Cambridge-based digital specialist dCS (Data Conversion Systems) is the rarest of breeds. It's one of just a handful of British companies that truly competes on the world stage in the rarified atmosphere of state-of-the-art, top-top-end hi-fi. The company turns 30 this year so what better time, we thought, to visit dCS to see what it does and how it does it?

There's nothing quite like an aura of mystery. And when you inhabit the highest echelons of hi-fi manufacture, such an aura gathers naturally around you like iron filings round a magnet. So it is with dCS, an elite manufacturer of cutting-edge DAC designs and disc transports that has built quite a following over the past few years.

Its story starts in 1987 when it was established as an electronics consultancy to companies such as Ferranti, Marconi Avionics and British Aerospace. Its work was used in the RAF Harrier and Typhoon radar systems.

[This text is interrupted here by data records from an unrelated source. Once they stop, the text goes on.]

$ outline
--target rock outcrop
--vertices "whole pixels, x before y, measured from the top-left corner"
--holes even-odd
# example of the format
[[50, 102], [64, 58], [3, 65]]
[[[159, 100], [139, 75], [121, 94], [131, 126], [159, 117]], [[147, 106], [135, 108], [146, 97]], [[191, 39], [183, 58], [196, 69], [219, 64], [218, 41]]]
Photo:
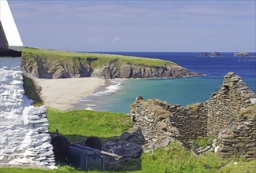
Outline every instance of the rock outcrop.
[[208, 53], [206, 52], [202, 52], [198, 54], [198, 57], [222, 57], [223, 55], [221, 54], [219, 52], [212, 52]]
[[[250, 116], [241, 116], [241, 111], [247, 109], [251, 110]], [[213, 135], [219, 136], [220, 156], [255, 158], [255, 94], [241, 77], [228, 72], [220, 90], [204, 103], [182, 107], [159, 100], [137, 99], [128, 115], [133, 127], [140, 128], [145, 138], [144, 151], [173, 140], [189, 147], [191, 139]]]
[[217, 135], [236, 121], [241, 109], [256, 102], [255, 94], [243, 82], [240, 76], [228, 72], [220, 90], [206, 101], [208, 134]]
[[222, 55], [219, 52], [212, 52], [210, 54], [210, 57], [221, 57], [221, 56], [222, 56]]
[[198, 57], [208, 57], [209, 54], [206, 52], [202, 52], [199, 54], [198, 54]]
[[247, 52], [236, 52], [234, 53], [235, 57], [256, 57], [255, 53], [254, 55], [250, 54]]

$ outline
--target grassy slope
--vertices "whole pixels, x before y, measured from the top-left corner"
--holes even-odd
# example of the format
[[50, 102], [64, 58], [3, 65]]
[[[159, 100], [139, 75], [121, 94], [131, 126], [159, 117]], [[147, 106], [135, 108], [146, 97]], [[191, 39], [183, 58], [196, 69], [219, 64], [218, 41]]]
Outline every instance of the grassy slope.
[[105, 139], [117, 136], [131, 127], [130, 117], [124, 113], [100, 112], [87, 110], [61, 112], [47, 109], [50, 132], [59, 133], [69, 141], [84, 142], [84, 137], [97, 136]]
[[[237, 162], [237, 164], [234, 164]], [[221, 159], [215, 153], [195, 156], [180, 147], [177, 143], [170, 144], [166, 149], [156, 149], [153, 153], [144, 153], [141, 158], [125, 162], [113, 170], [103, 172], [256, 172], [256, 160], [244, 161], [243, 159]], [[59, 169], [46, 171], [42, 169], [0, 168], [6, 173], [83, 173], [69, 166], [59, 166]], [[99, 172], [99, 171], [90, 171]]]
[[[50, 131], [56, 128], [69, 141], [82, 142], [81, 137], [95, 135], [102, 138], [120, 135], [131, 127], [129, 117], [122, 113], [98, 112], [76, 110], [61, 112], [47, 110]], [[238, 164], [235, 165], [233, 163]], [[210, 153], [193, 156], [177, 143], [171, 143], [166, 149], [158, 149], [154, 153], [144, 153], [142, 157], [124, 162], [109, 171], [132, 172], [256, 172], [256, 160], [246, 162], [242, 159], [221, 159]], [[4, 173], [66, 173], [85, 172], [69, 166], [59, 166], [58, 170], [0, 168]], [[95, 172], [95, 171], [90, 171]]]
[[173, 65], [176, 64], [171, 61], [159, 60], [159, 59], [152, 59], [152, 58], [145, 58], [145, 57], [128, 57], [122, 55], [110, 55], [110, 54], [102, 54], [102, 53], [74, 53], [68, 51], [60, 51], [60, 50], [41, 50], [35, 48], [26, 47], [22, 50], [22, 56], [24, 57], [54, 57], [54, 58], [77, 58], [80, 57], [82, 59], [90, 58], [97, 58], [98, 61], [95, 61], [92, 63], [94, 68], [102, 66], [106, 62], [117, 61], [120, 64], [143, 64], [146, 66], [161, 66], [161, 65]]

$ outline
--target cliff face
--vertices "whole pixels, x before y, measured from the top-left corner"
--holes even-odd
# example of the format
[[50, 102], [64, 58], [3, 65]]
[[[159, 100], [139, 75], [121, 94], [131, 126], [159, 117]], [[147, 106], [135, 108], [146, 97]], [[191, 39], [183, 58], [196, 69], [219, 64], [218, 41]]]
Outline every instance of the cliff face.
[[162, 61], [161, 64], [153, 65], [140, 63], [143, 58], [136, 60], [135, 63], [129, 62], [128, 57], [125, 58], [127, 58], [126, 61], [118, 58], [110, 59], [108, 57], [104, 61], [98, 57], [75, 57], [71, 58], [62, 56], [61, 58], [56, 58], [27, 53], [22, 54], [22, 64], [25, 73], [46, 79], [76, 77], [174, 78], [199, 75], [169, 61], [165, 63]]

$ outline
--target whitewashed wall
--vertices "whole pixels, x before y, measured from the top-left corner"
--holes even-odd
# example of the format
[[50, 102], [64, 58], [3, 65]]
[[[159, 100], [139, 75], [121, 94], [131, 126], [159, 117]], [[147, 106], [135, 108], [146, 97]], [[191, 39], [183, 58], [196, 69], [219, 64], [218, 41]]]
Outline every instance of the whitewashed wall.
[[0, 57], [0, 165], [55, 165], [46, 106], [24, 95], [21, 57]]

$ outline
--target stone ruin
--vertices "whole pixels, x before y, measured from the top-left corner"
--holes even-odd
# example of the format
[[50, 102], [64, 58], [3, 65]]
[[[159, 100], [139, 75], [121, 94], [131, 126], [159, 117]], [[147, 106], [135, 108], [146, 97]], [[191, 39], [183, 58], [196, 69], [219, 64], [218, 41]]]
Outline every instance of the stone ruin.
[[136, 100], [128, 115], [133, 130], [145, 138], [143, 150], [167, 146], [174, 140], [188, 147], [198, 137], [218, 138], [222, 157], [256, 158], [256, 95], [241, 77], [228, 72], [210, 100], [186, 107], [155, 99]]

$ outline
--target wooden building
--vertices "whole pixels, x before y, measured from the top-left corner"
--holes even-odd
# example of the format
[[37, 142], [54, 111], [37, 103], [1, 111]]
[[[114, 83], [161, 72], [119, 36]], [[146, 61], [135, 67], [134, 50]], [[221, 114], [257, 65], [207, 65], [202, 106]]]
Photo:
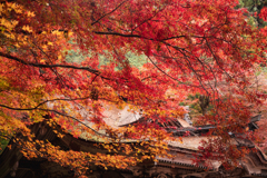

In 1989 this work on digital processing led to the 900 ADC, an analogue–to-digital converter built for studio use. Its quality of performance, low distortion and high level of reliability soon won fans. This product was the first to use the dCS’s famed 24-bit Ring conversion technology. The Ring circuit is a fully discrete design - separate components rather than everything built onto a single chip - that claims class-leading levels of noise- and distortion supression.

The 900 ADC was followed in 1993 by the company’s first DAC, the 950. Throughout our visit, the idea the company’s products are designed to be the aural equivalent of a clear piece of glass, allowing the music to come through unhindered, is emphasised more than once.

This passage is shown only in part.